Nel frattempo non ci sono certezze sul ripristino dei 50 milioni stanziati nel 2011 su iniziativa dell’allora sottosegretario Pd all’Economia con delega al Cipe e alla ricostruzione post terremoto dell’Aquila, l’abruzzese Giovanni Legnini, diventato poi vice presidente del Csm e consigliere regionale abruzzese e come tale primo presidente della Commissione di inchiesta su Bussi.
“Fino a questo momento si sono viste opere di scarsa efficacia come se si stesse curando un tumore con l’aspirina – continua Dionisio -. Si tratta solo di opere prodromiche, iniziali, di messa in sicurezza, al pari della perimetrazione e alla captazione dell’acqua di profondità. Ma non può la Edison pensare di fermarsi a questo.
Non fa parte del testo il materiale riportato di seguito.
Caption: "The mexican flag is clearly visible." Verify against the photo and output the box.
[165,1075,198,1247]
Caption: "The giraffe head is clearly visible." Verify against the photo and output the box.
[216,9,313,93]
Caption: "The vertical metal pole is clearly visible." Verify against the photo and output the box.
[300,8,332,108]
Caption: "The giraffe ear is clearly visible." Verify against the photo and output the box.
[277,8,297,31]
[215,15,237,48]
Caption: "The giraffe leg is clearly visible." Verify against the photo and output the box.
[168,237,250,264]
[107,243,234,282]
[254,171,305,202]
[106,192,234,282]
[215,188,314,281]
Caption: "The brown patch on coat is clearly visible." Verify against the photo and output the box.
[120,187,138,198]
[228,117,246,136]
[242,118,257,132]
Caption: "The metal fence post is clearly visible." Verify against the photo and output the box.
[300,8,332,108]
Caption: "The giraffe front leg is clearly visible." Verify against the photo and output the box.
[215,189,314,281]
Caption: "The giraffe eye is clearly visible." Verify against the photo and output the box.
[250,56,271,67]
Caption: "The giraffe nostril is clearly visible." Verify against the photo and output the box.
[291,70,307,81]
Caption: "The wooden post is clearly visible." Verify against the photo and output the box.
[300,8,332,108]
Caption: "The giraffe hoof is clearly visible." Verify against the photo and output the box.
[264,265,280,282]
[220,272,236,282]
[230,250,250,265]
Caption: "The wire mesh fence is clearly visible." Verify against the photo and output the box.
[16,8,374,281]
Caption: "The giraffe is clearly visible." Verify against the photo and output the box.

Bisogna procedere alla rimozione materiale di tonnellate di rifiuti, che è l’unica e vera soluzione, anche se oggettivamente molto costosa”, spiega ancora -. La discarica dei veleni è tornata alla ribalta con la recente presentazione in consiglio regionale della relazione della commissione d’inchiesta presieduta dal consigliere del Partito democratico Antonio Blasioli: nel voluminoso lavoro si denuncia tra l’altro il clamoroso ritardo della bonifica dei siti inquinati, dove sono stati stoccati, anche abusivamente, tonnellate di veleni del polo chimico di Bussi, scoperti nel 2007 dal Corpo Forestale dello Stato, in località “I Tre Monti”, a sud dell’insediamento industriale e nei pressi del fiume Pescara, e a nord a ridosso del paese, nei siti denominati “2A” e “2B”.
“Il Ministero – continua il vertice dell’Arta – aveva pronto sul tavolo un progetto di intervento risolutivo e di grande qualità, e con i soldi già in cassa per attuarlo. Già affidato con regolare gara europea ad una società affidabile, con grande esperienza sul campo. Poi, inspiegabilmente e con grande stupore di tutti i soggetti istituzionali coinvolti, il Ministero ha posto nel nulla questo affidamento. Noi ci siamo scagliati contro questa decisione assieme a Regione e Comune di Bussi e abbiamo stravinto al Tar. E dopo il responso di primo grado che ha annullato la revoca della gara, tutti eravamo convinti che il Ministero dell’Ambiente si fermasse lì. E invece ha fatto ricorso al Consiglio di Stato, chiedendo anche la sospensiva degli effetti della sentenza del Tar”.
Sulla volontà di fare o meno la bonifica del sito, Dionisio è chiaro: “Sono direttore generale di un ente tecnico, non posso rispondere su questioni di carattere politico e che esulano dal mio ruolo. Non posso dire se ci sia una regia o meno dietro quello che è accaduto, o una ‘riserva mentale’, per usare il gergo dei penalisti. E’ un dato di fatto però che a seguito di certe decisioni del Ministero la bonifica è stata fortemente rallentata. E la mia domanda a questo punto è: a quale costo per l’ambiente e per la salute dei cittadini?”, conclude Dionisio.